The Molecular Therapy lab is now based at the Centre for Molecular Medicine and Innovative Therapeutics at Murdoch University, a joint research centre with the Perron Institute.
“This is a special day for Duchenne patients and offers great hope for patients living with rare diseases,” Professor Sue Fletcher said.
“There are more than 7,000 rare diseases that, when combined, affect about 6-8 per cent of the global population.”
“Our platform technology developed for Duchenne muscular dystrophy is currently being applied to other diseases. We are exploring the application of this approach to many serious conditions, such as asthma, motor neurone disease, multiple sclerosis and possibly even COVID-19 infections.”Professor Steve Wilton
In the 1960s, Perron Institute Founding Director Emeritus Professor Byron Kakulas discovered that degenerated muscle tissue in Rottnest Island quokkas could regenerate when this small Australian marsupial was administered vitamin E.

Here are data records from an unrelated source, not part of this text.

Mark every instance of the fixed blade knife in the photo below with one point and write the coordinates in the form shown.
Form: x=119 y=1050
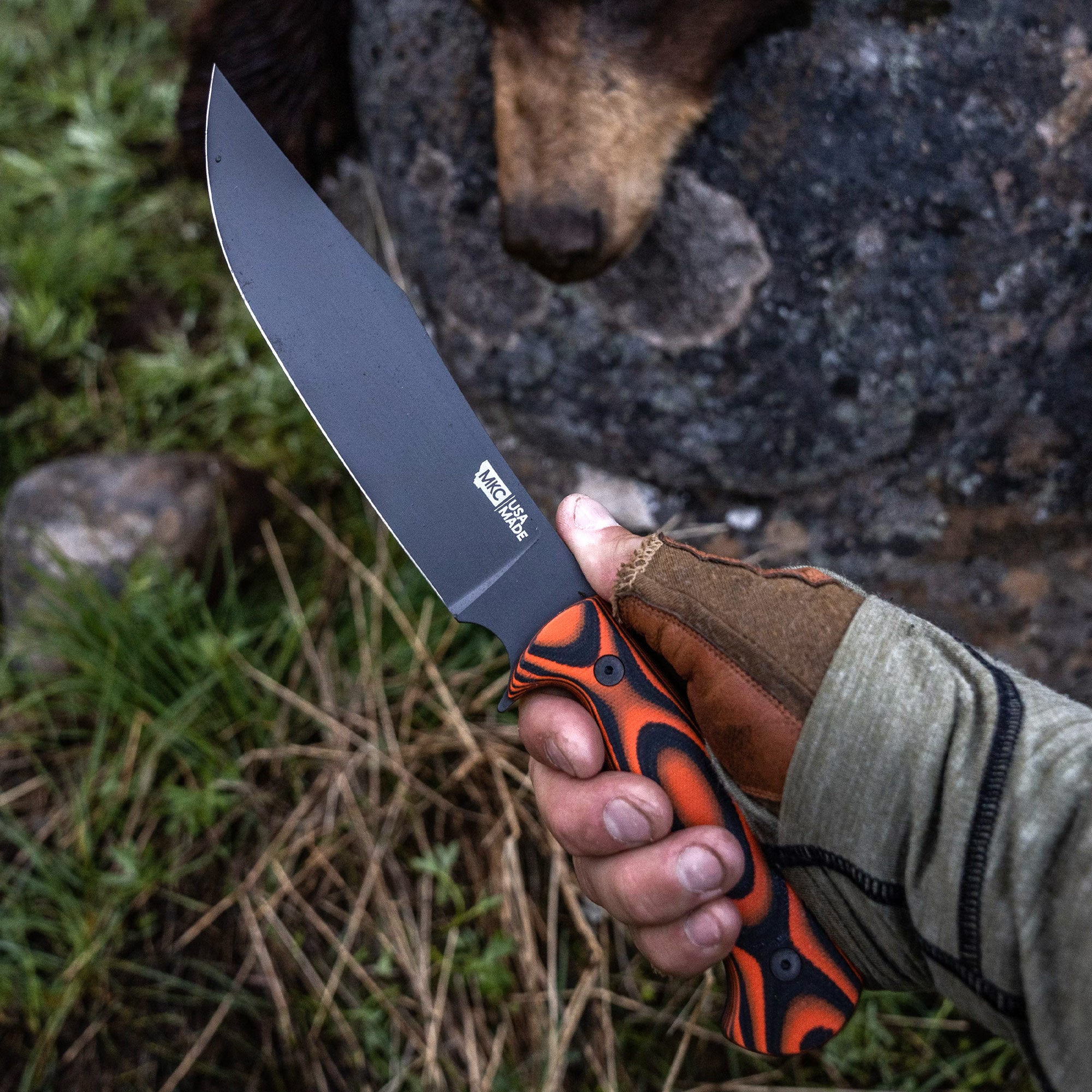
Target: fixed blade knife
x=355 y=351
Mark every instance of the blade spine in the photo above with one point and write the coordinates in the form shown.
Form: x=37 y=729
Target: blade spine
x=277 y=357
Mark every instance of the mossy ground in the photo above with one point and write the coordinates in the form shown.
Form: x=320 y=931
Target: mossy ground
x=268 y=832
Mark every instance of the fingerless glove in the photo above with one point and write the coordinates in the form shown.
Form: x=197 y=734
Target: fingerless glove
x=752 y=646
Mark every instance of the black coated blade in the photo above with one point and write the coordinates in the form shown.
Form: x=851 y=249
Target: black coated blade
x=358 y=354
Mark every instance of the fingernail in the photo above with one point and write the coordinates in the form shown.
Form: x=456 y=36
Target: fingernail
x=626 y=824
x=703 y=929
x=699 y=870
x=559 y=759
x=591 y=516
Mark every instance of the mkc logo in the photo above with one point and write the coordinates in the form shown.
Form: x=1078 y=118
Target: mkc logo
x=490 y=482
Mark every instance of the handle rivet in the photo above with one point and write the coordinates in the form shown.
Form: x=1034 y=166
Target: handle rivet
x=786 y=965
x=609 y=671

This discovery was a momentous observation. Although ultimately not directly relevant to Duchenne muscular dystrophy, it showed that muscle wasting could be reversed. This breakthrough stimulated and revolutionised world research in the field, leading ultimately to the treatments developed at the Perron Institute by Professors Steve Wilton and Sue Fletcher for sufferers of Duchenne muscular dystrophy. The Molecular Therapy lab is now based at Murdoch University.
In totality, their work leading to the approval of three drugs is a rare achievement – something most scientists strive for but do not often accomplish in their entire careers.
The development of the drugs was made possible by significant and long-term support from the Perron family, Telethon, Muscular Dystrophy WA, Muscular Dystrophy USA, the US National Institutes of Health and the Australian National Health and Medical Research Council.
Other treatments currently in various experimental phases at the Centre for Molecular Medicine and Innovative Therapeutics (Perron Institute-Murdoch University) are for rare diseases such as adult onset Pompe’s disease, spinal muscular atrophy, inherited retinal diseases, Charcot-Marie-Tooth 1A.
Professor Steve Wilton is the Director of both the Perron Institute in Nedlands and the Centre for Molecular Medicine and Innovative Therapeutics (CMMIT) at Murdoch University.
Professor Sue Fletcher is based at Murdoch University and PYC Therapeutics in Nedlands where she is the Chief of Research and Development.